La première fois que je vis "de près" Sarah Bernhardt, ce fut au Figaro. Une superbe réception était faite au roi de Serbie, Alexandre, venu pour la première fois à Paris. On avait demandé l'élite des théâtres et les grandes étoiles étaient là. Sarah Bernhardt avait la réputation de se tirer des "corvées" par un évanouissement. C'était simple et facile pour elle, et ce soir-là, le roi, qui avait été retenu à un gala de l'Élysée, nous fit attendre si longtemps sa venue que, vers 2 heures du matin, les directeurs du Figaro ne savaient plus comment apaiser nos impatiences. Enfin le roi arriva.
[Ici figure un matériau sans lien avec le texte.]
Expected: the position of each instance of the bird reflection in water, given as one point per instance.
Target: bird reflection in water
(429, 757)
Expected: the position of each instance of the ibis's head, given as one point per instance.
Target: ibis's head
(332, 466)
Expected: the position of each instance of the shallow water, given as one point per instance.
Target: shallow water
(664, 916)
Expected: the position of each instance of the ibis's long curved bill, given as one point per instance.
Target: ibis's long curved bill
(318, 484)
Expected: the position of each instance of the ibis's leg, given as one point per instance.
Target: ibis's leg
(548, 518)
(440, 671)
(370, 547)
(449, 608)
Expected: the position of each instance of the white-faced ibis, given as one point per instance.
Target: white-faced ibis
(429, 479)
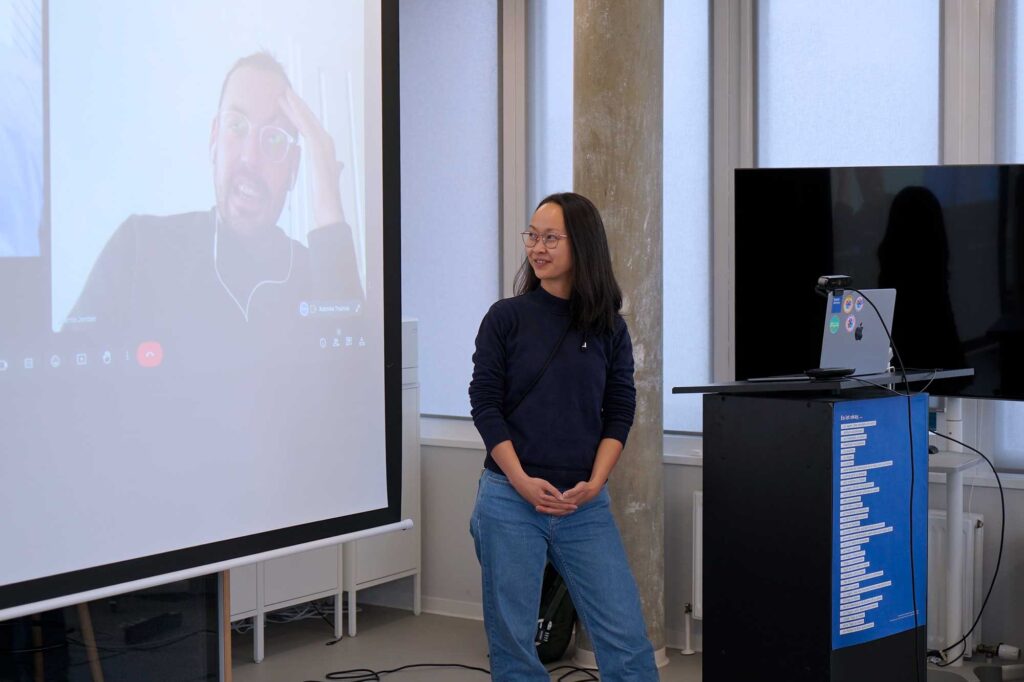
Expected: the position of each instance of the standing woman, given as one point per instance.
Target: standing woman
(552, 395)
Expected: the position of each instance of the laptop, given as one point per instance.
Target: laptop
(853, 336)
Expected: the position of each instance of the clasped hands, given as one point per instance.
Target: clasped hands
(549, 500)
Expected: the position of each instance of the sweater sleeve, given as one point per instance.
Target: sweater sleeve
(103, 304)
(620, 393)
(486, 390)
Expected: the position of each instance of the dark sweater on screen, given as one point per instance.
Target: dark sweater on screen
(585, 394)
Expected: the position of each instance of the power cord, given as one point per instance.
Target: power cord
(909, 430)
(963, 640)
(998, 560)
(367, 675)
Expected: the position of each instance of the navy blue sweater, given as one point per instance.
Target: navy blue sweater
(586, 393)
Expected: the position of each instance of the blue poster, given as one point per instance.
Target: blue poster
(872, 593)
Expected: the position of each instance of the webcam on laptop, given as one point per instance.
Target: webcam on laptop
(830, 283)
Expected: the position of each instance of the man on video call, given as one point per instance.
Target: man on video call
(228, 282)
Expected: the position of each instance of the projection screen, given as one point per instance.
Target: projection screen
(200, 341)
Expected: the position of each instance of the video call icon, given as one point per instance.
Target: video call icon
(150, 353)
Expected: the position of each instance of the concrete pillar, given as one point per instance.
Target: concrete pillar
(617, 164)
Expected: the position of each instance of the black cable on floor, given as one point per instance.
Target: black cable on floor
(367, 675)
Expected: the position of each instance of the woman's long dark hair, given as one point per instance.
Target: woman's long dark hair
(596, 297)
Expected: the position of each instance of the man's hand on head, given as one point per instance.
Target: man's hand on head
(322, 157)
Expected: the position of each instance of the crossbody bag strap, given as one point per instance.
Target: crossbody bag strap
(540, 374)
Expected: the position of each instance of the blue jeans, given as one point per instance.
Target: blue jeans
(513, 542)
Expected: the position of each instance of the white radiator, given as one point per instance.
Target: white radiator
(697, 555)
(974, 536)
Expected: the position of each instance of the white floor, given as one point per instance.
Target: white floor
(390, 638)
(387, 639)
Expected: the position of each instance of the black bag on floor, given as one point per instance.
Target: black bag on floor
(556, 620)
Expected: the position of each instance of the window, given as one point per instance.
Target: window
(686, 237)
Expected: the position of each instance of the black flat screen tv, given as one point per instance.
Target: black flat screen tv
(949, 240)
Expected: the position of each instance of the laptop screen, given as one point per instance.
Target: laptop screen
(854, 336)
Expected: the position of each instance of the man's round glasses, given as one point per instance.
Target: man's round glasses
(274, 142)
(550, 241)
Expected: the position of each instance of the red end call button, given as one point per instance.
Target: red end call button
(150, 353)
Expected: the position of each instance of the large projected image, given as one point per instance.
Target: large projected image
(199, 356)
(20, 127)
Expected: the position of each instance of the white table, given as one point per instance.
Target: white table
(953, 465)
Sarah Bernhardt, nerveuse, fatiguée, demanda à être la première du programme qu'on allait offrir au roi, et montant sur la plate-forme, elle commença la poésie célèbre :

"Si tu veux faisons un rêve..." (Victor Hugo, 1859, voir plus bas)

et crac, elle chancela, et tomba raide sur le tapis... Un aide de camp du roi sauta sur l'estrade et, relevant la célèbre artiste, voulut l'asseoir sur un fauteuil, on l'y aida ; alors l'aide de camp, empoignant une carafe d'eau glacée, voulut la vider sur la poitrine de Sarah. Elle bondit ! On retira la carafe des mains de l'aide de camp et Sarah, pantelante, fut portée à sa voiture dans les bras de je ne sais plus qui... Et elle fila se coucher !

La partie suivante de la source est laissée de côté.